January 14, 2022

How Conservative is Bee Movie?

By: Matt Hampton

A pun-filled cartoon starring Jerry Seinfeld is a strange place to find themes about tradition, reform, and revolution, but hey here we are.

Since its release in 2007, Bee Movie has become well-known through memes poking fun at its absurdity, and people have commented on the surprisingly strong message its plot conveys. When Barry B. Benson (Seinfeld) finds out that humans are stealing bees’ honey, his successful crusade to ban the practice results in mass bee unemployment and the destruction of plant life. This is easily interpreted as a cautionary tale about how well-intended social change, if taken too far, will throw society into chaos.

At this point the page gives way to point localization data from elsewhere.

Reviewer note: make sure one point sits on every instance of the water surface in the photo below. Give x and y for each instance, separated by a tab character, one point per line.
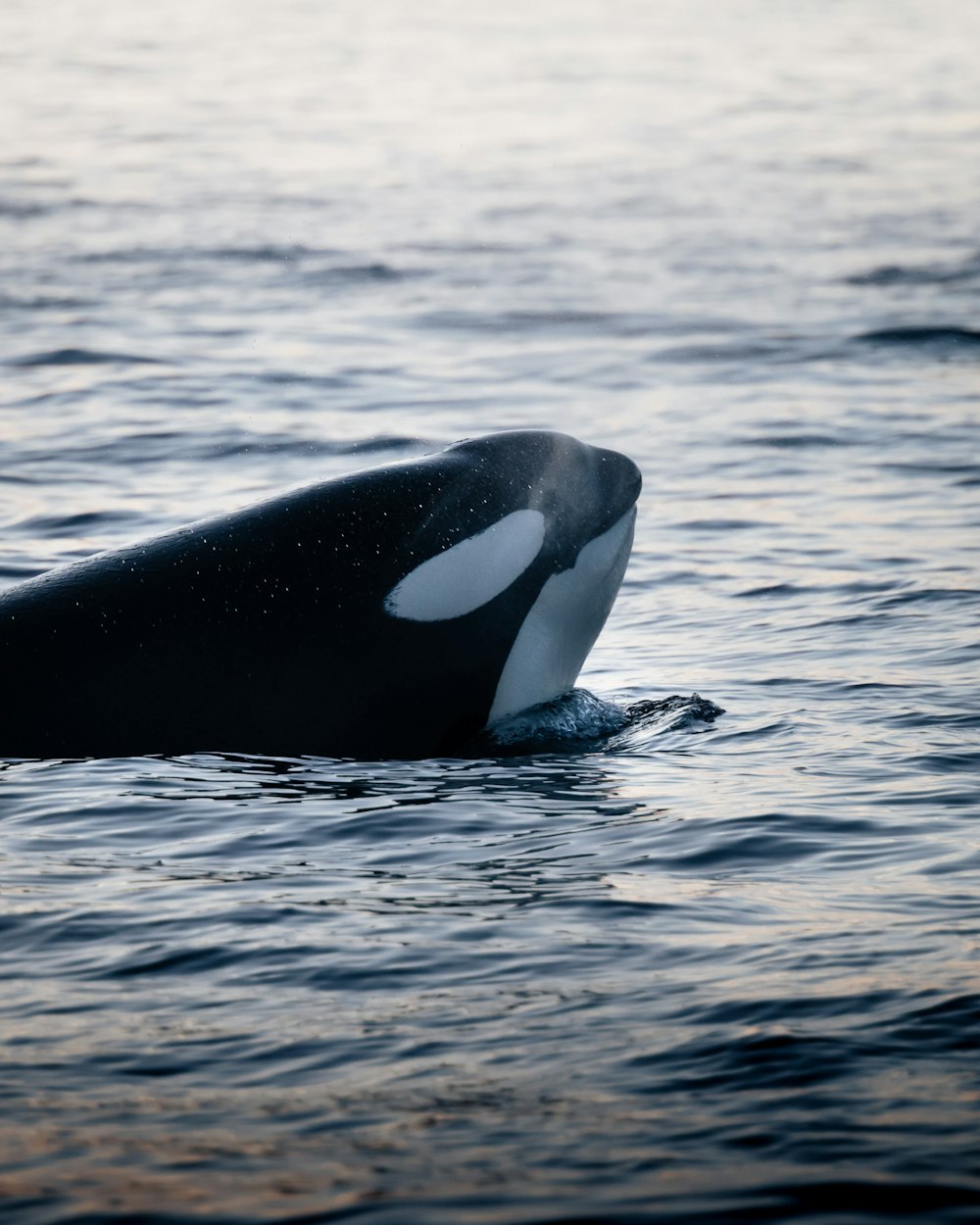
704	971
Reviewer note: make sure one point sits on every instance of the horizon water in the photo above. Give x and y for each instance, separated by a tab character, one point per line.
696	970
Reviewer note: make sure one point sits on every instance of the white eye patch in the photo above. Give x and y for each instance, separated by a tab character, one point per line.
470	572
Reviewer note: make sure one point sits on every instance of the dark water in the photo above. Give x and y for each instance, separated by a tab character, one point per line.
700	971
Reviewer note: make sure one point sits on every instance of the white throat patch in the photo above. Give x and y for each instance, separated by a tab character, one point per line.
469	573
564	622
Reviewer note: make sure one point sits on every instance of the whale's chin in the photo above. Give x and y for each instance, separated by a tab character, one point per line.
564	622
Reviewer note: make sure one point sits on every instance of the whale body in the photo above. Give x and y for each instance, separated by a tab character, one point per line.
393	612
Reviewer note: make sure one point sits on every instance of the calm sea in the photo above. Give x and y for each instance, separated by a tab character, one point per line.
702	973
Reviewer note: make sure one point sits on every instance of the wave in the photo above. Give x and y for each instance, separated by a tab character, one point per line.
579	721
81	358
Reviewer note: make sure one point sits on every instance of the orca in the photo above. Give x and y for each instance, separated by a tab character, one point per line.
393	612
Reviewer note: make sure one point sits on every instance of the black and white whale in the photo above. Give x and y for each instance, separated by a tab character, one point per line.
392	612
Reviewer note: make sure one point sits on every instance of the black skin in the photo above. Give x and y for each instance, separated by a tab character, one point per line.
265	631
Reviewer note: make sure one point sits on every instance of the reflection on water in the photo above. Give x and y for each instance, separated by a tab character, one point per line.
691	971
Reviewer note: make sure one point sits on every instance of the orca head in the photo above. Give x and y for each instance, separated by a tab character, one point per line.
525	543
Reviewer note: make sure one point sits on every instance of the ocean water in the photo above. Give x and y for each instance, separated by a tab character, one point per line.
699	970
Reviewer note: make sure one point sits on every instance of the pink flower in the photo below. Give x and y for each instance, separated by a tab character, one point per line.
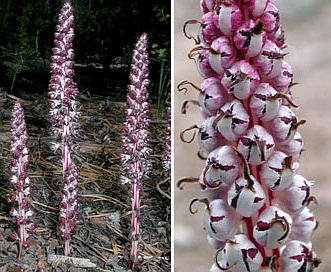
19	179
134	158
257	216
64	116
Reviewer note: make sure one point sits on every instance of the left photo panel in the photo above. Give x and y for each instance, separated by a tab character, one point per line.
85	136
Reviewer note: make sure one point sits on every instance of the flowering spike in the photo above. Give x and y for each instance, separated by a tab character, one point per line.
250	141
135	151
166	159
19	178
64	115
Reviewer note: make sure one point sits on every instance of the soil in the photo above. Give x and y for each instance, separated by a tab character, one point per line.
103	228
307	31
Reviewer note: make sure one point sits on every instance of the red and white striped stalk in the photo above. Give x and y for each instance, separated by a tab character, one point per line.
256	202
20	181
64	115
135	139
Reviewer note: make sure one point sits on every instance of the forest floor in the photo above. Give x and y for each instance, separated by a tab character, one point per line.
104	211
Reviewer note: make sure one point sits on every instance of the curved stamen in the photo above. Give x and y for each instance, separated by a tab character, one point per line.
191	22
282	95
284	223
202	200
187	180
184	105
209	166
186	82
219	266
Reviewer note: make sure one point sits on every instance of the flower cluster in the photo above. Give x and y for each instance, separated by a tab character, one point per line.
257	214
166	159
64	116
135	139
19	179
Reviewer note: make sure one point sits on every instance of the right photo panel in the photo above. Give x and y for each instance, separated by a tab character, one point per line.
252	144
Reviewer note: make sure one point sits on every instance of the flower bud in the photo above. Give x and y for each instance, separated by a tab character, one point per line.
239	254
250	38
229	17
241	79
298	256
272	228
256	145
220	220
246	195
233	120
277	173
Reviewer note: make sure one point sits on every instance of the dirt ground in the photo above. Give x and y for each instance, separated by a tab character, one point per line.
104	205
308	39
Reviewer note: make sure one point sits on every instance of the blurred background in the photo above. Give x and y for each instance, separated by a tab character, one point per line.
307	30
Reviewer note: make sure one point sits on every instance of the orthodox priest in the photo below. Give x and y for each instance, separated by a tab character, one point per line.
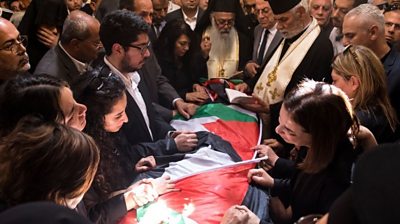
224	26
303	53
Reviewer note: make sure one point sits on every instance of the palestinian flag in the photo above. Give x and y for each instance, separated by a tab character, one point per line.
204	197
211	181
238	126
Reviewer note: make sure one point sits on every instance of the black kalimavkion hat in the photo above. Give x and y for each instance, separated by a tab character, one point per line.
282	6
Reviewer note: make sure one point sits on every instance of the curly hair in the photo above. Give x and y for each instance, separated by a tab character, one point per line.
101	94
44	160
30	95
325	112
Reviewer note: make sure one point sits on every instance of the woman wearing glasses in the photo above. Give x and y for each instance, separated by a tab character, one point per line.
316	118
360	74
105	97
45	160
175	49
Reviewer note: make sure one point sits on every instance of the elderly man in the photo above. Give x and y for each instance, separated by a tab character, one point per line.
225	25
305	52
190	12
321	10
125	40
160	8
392	24
163	95
13	57
266	39
364	25
79	45
340	9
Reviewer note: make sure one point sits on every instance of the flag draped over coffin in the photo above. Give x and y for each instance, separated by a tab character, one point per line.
206	194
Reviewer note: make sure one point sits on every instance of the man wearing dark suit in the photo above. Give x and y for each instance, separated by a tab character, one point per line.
160	8
365	18
79	45
125	40
13	57
190	12
106	7
266	40
164	96
225	26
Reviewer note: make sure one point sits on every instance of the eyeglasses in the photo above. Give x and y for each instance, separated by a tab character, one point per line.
223	22
97	81
390	7
342	11
142	49
249	8
383	6
263	11
13	46
349	48
395	25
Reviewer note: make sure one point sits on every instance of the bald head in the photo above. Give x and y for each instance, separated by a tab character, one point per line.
80	36
13	56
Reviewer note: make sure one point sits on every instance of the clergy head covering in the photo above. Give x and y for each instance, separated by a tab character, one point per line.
232	6
224	6
374	195
282	6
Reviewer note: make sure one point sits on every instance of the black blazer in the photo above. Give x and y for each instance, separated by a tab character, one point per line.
136	129
57	63
177	14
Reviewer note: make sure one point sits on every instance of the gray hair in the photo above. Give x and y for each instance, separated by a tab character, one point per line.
305	4
369	14
74	28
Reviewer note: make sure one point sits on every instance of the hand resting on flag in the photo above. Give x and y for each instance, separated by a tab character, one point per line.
147	190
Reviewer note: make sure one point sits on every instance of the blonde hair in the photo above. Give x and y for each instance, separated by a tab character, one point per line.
361	62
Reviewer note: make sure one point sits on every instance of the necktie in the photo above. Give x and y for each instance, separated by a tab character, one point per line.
260	56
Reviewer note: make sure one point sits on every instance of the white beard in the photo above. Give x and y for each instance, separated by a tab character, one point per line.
224	52
222	44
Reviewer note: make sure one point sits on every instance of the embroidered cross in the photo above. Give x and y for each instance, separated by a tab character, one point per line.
272	76
274	93
221	73
259	87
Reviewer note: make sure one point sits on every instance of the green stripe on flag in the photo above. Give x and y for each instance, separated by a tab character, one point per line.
221	111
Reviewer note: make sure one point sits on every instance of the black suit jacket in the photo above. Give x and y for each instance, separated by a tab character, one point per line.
136	130
57	63
270	50
392	70
161	93
178	14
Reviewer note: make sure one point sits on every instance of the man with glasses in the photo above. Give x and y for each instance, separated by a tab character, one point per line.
340	9
126	42
392	24
190	12
160	8
266	39
13	57
304	52
321	10
165	99
79	45
249	8
225	25
365	25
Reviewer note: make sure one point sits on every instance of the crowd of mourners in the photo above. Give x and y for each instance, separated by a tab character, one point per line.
88	90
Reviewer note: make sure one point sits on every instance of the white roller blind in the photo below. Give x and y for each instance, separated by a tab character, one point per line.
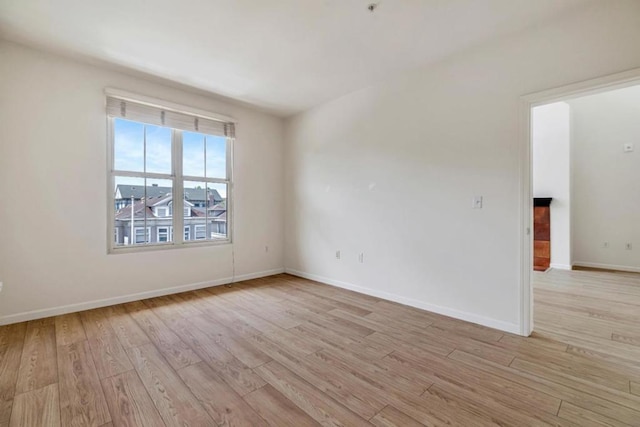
154	115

But I think it’s deeper than that. Beyond its witty insect jokes and interesting world-building, Bee Movie contains a critique of radicalism and a defense of moderation in a way that few other popular films do. 

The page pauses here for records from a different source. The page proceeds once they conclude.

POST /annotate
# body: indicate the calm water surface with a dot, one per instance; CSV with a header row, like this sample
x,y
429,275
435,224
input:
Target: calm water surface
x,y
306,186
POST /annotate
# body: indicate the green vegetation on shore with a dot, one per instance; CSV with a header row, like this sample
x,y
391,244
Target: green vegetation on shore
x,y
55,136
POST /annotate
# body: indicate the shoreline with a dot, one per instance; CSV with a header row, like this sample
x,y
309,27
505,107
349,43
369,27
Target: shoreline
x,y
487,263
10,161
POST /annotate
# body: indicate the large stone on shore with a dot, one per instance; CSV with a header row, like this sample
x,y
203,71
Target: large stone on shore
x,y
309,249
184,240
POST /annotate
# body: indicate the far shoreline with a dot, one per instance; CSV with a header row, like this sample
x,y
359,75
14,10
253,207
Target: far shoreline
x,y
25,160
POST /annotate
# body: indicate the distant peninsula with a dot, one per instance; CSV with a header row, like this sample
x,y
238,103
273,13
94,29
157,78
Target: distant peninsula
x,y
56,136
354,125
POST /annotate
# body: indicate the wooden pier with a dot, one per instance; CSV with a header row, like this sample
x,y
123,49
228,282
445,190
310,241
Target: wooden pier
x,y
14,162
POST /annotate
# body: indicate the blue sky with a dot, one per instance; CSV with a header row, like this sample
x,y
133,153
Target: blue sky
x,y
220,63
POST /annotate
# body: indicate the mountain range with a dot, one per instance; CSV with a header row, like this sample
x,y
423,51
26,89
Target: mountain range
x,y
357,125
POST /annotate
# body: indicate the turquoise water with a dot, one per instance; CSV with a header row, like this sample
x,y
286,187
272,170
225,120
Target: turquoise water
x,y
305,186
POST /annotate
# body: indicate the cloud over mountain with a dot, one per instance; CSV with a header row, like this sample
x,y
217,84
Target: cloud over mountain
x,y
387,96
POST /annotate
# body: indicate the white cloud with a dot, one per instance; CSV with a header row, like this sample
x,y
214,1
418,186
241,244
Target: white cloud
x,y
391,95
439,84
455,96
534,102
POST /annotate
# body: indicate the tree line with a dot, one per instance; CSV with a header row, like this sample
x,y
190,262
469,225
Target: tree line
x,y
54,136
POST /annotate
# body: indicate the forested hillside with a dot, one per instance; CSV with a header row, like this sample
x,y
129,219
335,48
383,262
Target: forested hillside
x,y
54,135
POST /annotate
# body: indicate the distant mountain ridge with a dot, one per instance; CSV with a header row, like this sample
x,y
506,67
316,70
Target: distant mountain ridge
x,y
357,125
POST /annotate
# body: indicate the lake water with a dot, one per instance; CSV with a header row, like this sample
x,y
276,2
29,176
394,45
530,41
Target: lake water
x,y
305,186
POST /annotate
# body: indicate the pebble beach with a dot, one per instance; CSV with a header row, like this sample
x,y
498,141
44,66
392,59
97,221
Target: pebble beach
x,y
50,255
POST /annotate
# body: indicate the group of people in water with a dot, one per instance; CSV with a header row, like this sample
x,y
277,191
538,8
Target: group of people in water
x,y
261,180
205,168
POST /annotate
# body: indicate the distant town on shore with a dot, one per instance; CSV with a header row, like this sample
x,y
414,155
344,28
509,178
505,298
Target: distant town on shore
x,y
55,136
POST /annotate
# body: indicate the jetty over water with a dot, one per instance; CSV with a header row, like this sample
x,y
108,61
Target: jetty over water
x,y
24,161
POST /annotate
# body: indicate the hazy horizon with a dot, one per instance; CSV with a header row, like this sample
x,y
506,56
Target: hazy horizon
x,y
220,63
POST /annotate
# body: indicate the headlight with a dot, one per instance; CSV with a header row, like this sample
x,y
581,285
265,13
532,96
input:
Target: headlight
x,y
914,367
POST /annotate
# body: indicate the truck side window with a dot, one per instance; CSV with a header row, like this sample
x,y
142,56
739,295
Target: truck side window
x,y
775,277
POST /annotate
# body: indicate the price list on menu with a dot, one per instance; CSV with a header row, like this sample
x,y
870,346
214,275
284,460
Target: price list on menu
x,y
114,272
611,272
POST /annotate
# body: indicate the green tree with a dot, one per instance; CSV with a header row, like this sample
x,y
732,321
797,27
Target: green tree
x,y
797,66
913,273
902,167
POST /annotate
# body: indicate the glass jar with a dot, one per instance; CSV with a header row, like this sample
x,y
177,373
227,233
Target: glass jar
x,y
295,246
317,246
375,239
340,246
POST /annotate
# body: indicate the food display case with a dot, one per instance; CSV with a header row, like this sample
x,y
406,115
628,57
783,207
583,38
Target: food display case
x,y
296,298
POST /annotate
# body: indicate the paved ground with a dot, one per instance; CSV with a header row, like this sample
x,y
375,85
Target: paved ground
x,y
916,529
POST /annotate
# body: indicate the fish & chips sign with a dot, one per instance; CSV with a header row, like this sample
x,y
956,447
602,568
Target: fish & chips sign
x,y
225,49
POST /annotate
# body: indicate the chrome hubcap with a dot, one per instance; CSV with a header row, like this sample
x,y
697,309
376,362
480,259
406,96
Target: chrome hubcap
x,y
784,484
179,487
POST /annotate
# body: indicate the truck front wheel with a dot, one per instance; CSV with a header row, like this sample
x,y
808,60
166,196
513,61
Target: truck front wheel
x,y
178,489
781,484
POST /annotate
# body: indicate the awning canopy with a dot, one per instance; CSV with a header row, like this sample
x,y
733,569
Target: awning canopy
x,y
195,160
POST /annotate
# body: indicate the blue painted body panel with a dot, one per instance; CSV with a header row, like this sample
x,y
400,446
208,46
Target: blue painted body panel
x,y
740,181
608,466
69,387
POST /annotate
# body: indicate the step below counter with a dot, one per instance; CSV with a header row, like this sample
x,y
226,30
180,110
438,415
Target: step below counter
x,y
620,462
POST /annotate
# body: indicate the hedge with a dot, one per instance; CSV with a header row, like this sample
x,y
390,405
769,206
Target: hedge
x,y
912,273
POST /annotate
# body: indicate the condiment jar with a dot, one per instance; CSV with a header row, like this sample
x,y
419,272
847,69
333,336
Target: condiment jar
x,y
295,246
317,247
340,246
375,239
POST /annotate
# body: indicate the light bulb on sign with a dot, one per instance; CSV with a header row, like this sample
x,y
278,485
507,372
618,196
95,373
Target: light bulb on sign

The mere fact that Barry’s idealism is actually destructive marks Bee Movie as against the grain. 

At the beginning of the movie, Barry lives in a hive in which every bee fits into a perfectly functioning rigid society. It is apt that the movie used bees to depict such a society, as they have historically been used as a symbol of industriousness, uniformity, and harmony.

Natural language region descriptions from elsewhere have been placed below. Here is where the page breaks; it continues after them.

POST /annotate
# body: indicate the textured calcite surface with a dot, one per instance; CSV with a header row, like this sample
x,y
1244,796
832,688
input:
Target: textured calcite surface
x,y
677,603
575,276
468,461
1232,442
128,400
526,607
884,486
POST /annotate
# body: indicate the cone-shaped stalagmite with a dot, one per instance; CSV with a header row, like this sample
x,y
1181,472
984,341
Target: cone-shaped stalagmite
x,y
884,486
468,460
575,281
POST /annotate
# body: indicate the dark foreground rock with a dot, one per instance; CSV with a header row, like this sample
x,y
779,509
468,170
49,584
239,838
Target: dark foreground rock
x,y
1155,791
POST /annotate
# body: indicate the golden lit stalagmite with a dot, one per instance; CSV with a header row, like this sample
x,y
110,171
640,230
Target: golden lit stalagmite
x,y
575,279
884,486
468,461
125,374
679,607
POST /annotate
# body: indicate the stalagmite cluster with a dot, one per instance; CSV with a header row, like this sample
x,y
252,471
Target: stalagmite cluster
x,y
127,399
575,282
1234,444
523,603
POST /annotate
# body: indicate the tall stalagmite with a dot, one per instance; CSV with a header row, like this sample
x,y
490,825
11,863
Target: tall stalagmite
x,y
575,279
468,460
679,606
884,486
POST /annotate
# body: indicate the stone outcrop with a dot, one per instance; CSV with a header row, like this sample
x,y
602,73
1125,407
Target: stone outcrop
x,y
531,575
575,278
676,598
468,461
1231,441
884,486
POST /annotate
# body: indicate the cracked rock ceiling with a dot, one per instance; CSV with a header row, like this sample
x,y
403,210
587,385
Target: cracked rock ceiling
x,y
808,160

But Barry takes this order for granted. After graduating from college, he struggles to find a job he considers meaningful, a problem that is familiar to many young graduates (and is also depicted in the film The Graduate, which Bee Movie contains a scene alluding to.) This alienation produces a yearning for something more, and a feeling that society is restrictive—a romantic desire that has motivated radicals from Jean-Jacques Rousseau to Karl Marx. Many other movies embrace it, too. Think Belle in Disney’s Beauty and the Beast singing “There must be more than this provincial life.” Think Luke Skywalker whining about being stuck on his uncle’s moisture farm. 

Departing from the mundane is a fundamental part of the archetypal hero’s journey. Other movies never question that idealism and adventure-seeking, or if they do, it ultimately turns out to be good. But Bee Movie doesn’t pander to utopian hubris. It could have ended with Barry accomplishing his goal of banning honey, and the bees living happily ever after. Instead, the movie shows that what the protagonist initially wanted was not actually a good thing in practice. In doing so, its third act flips a common narrative trope on its head and conveys ideas that are less black-and-white.

Also, Bee Movie’s portrayal of its pre-honey-ban antagonists is a commentary on how well-meaning social activists view their opponents. 

For example, when Barry sneaks onto a honey farm, he hears two beekeepers cackling to each other about exploiting bees (“They make the honey, and we make the money.”) These men did not know Barry was present, and had no realistic reason to make such villainous taunts. Later, during Barry’s lawsuit to ban bee farming, he faces off against a rotund, conniving lawyer, Layton T. Montgomery (John Goodman). With a drawl reminiscent of a Southern plantation owner, Montgomery lectures the jury and the opposing counsel with assertions that sound like baseless appeals to tradition (“This is an unholy perversion of the balance of nature.”) 

These characters are so over-the-top that they can only be interpreted as subjective depictions of Barry’s viewpoint. They mirror the belief that, if a system, norm, or institution creates outcomes you don’t like, it must be based on irrational malice and have no legitimate reason to exist. This straw-man tendency is on full display in real life when political leftists claim that the system is racist or unfair when it doesn’t produce the outcomes they like. 

Bee Movie shows the dangers of this desire to destroy social norms, in a powerful endorsement of Chesterton’s fence analogy: the principle of not changing something unless you know why it exists. This isn’t limited to the environmental consequences when bees stop pollinating flowers because of a honey surplus. The protagonists’ attempts to fix this mistake were equally hubristic. To try to re-pollinate the world’s dying flowers, Barry steals a float from the Tournament of Roses, but when the plane gets stuck in a storm and the two pilots get knocked out, he comes up against the problem that he doesn’t know how to fly a plane. Instead, he has to rely on the knowledge and instinct of the thousands of bees of his hive, who join together to carry the plane to its destination. Though comical, this ending represents the conservative idea that the knowledge necessary to maintain society is embedded in organic traditions, institutions, and norms that are often too complex for any individual to comprehend on his or her own.

Beyond creating a functioning civilization, social roles can provide individuals with purpose, even if they may seem mundane. At the beginning, Barry thinks honey production is boring, but other characters, including his father (Barry Levinson) speak about how they find satisfaction in simple jobs like stirring. 

Bee Movie is far from perfect, but I think it’s pretty sweet that it touches on these themes that are so categorically opposed to popular narratives.